Every complex platforms is prone to be misconfigured, and this is the part you want to focus on.
You have to threat model your infrastructure to ensure it can’t be abused. This particular thread model should focus on every actor but a compromised container (we will cover that next).
I can’t go into details here, because it really depends on what you are running. For Kubernetes a good starting point for threat modelling is this.
Additionally, if you are not doing it yet, this is also a good argument in favour of using a managed platform: the complexity is reduced if you can leverage a shared responsibility model with your (trusted) provider.
Security IN the infrastructure: Lateral Movements
Next we can talk about what happens when a container is compromised.
You want to minimize the attacker’s ability to move laterally, focusing on these two layers:
- The network layer
- The Identity and Access management (IAM) layer
The network should not be flat. You can start by brutally segment everything into subnetworks and work your way up to a full fledge service meshes.
On the IAM layer work your way toward having a single identity for each container in order to fine tune the authorization grants. This is particularly important in multi tenant platforms: without granular identities it’s impossible to achieve least privilege.
(Google Kubernetes Engine (GKE) has a nifty feature for this called Workload Identity)
Finally, since they are supposed to be immutable, a wonderful strategy would be to reduce the amount of time containers can run: the window of opportunity for attackers to move laterally and gain persistence is as long as the container running lifetime. Continously shut down and spin up your containers.
And this final consideration allow me to smoothly move into the next area.
The last piece of the puzzle is the security of your running workloads. At this point most of the hardening is done and here is when we move into the realm of reactive security controls, the grim land of post-fail.

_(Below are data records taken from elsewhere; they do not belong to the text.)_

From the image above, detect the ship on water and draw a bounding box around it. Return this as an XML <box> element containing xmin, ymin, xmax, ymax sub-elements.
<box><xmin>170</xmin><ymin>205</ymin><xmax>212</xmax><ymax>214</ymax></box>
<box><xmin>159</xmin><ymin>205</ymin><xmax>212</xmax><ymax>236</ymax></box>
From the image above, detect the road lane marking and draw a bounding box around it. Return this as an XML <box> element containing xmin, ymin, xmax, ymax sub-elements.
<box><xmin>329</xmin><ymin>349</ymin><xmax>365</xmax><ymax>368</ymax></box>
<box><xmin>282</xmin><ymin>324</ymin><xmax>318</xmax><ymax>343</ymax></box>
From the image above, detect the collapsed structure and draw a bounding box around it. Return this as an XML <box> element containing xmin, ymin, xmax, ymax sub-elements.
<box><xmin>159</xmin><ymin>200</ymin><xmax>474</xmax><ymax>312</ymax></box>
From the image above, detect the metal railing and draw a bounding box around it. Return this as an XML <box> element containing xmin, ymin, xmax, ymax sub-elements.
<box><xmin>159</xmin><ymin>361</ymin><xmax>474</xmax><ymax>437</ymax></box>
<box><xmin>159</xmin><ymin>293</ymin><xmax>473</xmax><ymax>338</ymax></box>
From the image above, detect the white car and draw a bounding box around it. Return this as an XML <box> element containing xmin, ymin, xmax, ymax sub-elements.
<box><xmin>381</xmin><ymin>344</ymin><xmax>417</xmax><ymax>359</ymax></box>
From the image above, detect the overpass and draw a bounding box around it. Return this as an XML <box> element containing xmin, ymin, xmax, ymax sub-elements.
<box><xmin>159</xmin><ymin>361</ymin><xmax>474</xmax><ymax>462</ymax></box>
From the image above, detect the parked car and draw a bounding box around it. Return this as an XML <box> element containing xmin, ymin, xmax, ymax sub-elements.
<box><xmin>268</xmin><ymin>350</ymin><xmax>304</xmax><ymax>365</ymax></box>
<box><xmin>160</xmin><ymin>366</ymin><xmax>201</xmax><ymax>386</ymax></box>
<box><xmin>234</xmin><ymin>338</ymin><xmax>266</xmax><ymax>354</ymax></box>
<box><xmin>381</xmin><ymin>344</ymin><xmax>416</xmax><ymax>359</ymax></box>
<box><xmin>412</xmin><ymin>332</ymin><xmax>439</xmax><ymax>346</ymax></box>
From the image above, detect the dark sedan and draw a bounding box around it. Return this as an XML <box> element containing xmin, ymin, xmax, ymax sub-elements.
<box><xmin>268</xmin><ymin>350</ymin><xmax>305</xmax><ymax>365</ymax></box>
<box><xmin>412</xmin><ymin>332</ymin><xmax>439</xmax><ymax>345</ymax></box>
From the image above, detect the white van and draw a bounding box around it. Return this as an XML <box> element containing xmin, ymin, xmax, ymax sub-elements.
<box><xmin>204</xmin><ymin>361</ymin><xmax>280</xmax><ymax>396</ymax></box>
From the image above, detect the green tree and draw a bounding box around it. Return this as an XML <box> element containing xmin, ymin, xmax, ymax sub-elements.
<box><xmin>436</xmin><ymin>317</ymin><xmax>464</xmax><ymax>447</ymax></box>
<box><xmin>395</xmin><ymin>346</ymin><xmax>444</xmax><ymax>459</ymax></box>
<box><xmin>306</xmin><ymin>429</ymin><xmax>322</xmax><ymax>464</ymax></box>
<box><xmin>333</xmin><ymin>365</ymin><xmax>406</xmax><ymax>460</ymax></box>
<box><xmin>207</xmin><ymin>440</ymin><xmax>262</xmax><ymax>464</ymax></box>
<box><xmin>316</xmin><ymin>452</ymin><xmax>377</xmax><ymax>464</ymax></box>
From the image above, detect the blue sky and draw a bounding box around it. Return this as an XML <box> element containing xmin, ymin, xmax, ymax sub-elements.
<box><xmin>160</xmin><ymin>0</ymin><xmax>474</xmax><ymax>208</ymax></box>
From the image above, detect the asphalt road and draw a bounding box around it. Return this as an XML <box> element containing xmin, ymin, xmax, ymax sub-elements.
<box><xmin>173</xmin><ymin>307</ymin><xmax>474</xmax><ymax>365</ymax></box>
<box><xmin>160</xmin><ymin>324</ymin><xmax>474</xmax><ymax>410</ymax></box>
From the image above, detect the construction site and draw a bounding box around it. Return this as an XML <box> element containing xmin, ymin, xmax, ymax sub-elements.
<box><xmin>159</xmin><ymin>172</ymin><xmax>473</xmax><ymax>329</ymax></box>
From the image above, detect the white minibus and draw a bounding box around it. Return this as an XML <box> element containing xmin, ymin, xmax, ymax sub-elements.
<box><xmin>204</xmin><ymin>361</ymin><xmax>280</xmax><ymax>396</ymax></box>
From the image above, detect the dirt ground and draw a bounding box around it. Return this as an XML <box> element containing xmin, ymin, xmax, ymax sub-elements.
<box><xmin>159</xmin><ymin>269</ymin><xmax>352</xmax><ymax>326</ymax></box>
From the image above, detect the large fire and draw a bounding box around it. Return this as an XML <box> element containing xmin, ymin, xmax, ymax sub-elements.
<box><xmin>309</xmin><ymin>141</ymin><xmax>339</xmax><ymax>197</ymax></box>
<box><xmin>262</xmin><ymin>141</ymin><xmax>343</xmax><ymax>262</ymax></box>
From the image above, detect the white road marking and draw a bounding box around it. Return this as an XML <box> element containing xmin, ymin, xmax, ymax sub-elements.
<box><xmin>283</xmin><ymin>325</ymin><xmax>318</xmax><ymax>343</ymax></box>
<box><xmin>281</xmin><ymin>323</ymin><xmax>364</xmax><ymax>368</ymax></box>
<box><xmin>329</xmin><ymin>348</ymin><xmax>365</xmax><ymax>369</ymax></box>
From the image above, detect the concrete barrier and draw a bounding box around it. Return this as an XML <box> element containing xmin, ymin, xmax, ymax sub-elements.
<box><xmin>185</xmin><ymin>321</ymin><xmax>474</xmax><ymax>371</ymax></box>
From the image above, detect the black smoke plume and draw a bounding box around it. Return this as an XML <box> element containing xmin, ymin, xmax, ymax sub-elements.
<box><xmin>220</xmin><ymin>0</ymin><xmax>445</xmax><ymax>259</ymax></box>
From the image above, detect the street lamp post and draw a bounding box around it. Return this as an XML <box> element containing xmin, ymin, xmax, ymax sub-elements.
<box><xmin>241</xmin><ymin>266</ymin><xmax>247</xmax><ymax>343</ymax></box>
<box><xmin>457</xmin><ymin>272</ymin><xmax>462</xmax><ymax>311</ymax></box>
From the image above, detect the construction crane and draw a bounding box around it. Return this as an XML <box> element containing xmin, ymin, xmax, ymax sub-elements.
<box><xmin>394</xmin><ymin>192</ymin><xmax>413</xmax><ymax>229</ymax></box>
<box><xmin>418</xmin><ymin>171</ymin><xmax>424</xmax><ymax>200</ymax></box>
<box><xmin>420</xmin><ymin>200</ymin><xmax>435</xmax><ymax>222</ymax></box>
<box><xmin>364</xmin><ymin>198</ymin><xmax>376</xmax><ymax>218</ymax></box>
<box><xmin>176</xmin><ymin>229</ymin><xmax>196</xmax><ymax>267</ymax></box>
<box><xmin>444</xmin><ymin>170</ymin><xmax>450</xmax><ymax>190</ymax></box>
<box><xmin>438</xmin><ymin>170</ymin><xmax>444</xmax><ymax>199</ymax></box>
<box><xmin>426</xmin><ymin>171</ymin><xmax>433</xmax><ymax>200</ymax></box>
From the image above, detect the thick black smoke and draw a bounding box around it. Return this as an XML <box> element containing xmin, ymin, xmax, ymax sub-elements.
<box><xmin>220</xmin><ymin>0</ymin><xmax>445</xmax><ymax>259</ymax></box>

- is to minimize the impact of an attack from a compromised container.
Detection and Incident Response
The best way to control the impact of an attack is to minimize the time between the breach to when the security team is alerted.

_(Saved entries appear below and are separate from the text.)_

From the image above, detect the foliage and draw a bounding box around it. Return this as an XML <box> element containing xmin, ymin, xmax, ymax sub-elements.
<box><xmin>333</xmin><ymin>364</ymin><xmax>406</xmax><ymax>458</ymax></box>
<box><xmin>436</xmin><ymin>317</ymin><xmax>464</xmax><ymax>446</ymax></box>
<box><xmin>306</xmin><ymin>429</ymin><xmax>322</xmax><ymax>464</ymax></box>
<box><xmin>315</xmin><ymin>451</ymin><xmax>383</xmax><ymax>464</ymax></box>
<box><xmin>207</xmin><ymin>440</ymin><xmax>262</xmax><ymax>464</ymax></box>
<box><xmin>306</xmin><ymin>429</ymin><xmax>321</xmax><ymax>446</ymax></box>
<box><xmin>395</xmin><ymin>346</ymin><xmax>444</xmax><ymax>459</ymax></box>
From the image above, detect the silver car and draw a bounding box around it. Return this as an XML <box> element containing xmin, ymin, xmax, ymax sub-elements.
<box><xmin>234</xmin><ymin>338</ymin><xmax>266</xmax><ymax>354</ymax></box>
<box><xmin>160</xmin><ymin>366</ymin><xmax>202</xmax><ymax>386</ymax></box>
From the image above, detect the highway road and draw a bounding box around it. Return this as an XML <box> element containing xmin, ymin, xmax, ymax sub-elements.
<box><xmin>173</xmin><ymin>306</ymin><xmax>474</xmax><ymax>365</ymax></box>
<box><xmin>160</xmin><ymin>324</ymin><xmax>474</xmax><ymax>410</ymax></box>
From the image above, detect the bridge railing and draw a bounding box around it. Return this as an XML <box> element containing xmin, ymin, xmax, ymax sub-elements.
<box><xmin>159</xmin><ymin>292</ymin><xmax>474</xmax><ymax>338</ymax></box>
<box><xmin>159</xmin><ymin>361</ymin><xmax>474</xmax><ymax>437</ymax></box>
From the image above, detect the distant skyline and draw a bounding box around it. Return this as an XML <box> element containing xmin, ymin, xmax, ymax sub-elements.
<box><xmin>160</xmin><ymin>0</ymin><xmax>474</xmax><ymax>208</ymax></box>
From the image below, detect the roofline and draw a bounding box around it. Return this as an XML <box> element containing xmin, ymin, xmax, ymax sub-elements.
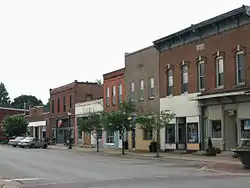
<box><xmin>153</xmin><ymin>5</ymin><xmax>249</xmax><ymax>46</ymax></box>
<box><xmin>0</xmin><ymin>107</ymin><xmax>29</xmax><ymax>112</ymax></box>
<box><xmin>125</xmin><ymin>45</ymin><xmax>154</xmax><ymax>57</ymax></box>
<box><xmin>50</xmin><ymin>80</ymin><xmax>99</xmax><ymax>93</ymax></box>
<box><xmin>103</xmin><ymin>68</ymin><xmax>125</xmax><ymax>79</ymax></box>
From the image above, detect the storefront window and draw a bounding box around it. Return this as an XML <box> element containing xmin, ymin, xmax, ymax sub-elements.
<box><xmin>187</xmin><ymin>123</ymin><xmax>198</xmax><ymax>143</ymax></box>
<box><xmin>241</xmin><ymin>120</ymin><xmax>250</xmax><ymax>139</ymax></box>
<box><xmin>165</xmin><ymin>124</ymin><xmax>175</xmax><ymax>143</ymax></box>
<box><xmin>211</xmin><ymin>120</ymin><xmax>222</xmax><ymax>138</ymax></box>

Detecting an ongoing breach is another area where vendors are scrambling to find a silver bullet. There are many approaches, most of them will require side cars and/or daemon sets actively monitoring pod’s traffic and system calls.

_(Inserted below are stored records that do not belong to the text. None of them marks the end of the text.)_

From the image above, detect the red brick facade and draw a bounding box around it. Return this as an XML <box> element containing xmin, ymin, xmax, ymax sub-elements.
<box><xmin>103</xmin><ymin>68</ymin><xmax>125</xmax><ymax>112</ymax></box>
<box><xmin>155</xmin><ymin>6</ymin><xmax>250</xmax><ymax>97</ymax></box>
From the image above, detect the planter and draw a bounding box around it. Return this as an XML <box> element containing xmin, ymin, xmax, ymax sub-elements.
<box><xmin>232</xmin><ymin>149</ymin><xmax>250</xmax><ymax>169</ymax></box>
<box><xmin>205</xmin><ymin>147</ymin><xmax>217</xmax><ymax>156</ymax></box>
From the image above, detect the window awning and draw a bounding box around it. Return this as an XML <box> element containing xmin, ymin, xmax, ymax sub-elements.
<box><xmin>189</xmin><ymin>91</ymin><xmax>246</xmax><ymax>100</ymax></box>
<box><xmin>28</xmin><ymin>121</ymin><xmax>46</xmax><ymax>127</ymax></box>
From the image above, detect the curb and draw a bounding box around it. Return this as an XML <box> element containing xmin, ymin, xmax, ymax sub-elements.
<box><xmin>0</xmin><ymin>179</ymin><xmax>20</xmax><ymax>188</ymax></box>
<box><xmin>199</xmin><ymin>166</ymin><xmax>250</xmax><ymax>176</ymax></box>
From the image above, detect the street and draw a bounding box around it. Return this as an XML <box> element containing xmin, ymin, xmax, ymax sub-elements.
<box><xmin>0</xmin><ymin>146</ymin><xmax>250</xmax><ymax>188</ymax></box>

Most solutions will provide some value but my advice is to start simple and iterate: use your existing SIEM, ingest your platform, application and audit logs.
Incidents will happen, and it’s fine: have an incident response process.
The first bullet point of every post-mortem should be: “how can we detect this quicker next time?” answering will allow you to identify your blind spots, which you can then use to understand what signals you are missing and what makes sense to buy.
Container security is a broad problem and it is not just about scanning images.
This is the model I built and used to reason about container risks and solutions. It’s very high level and of course, as with every model, it’s not necessarily the right one.
We all know that in reality each infrastructure is a snowflake: so start with your own threat model and use this one as an inspiration.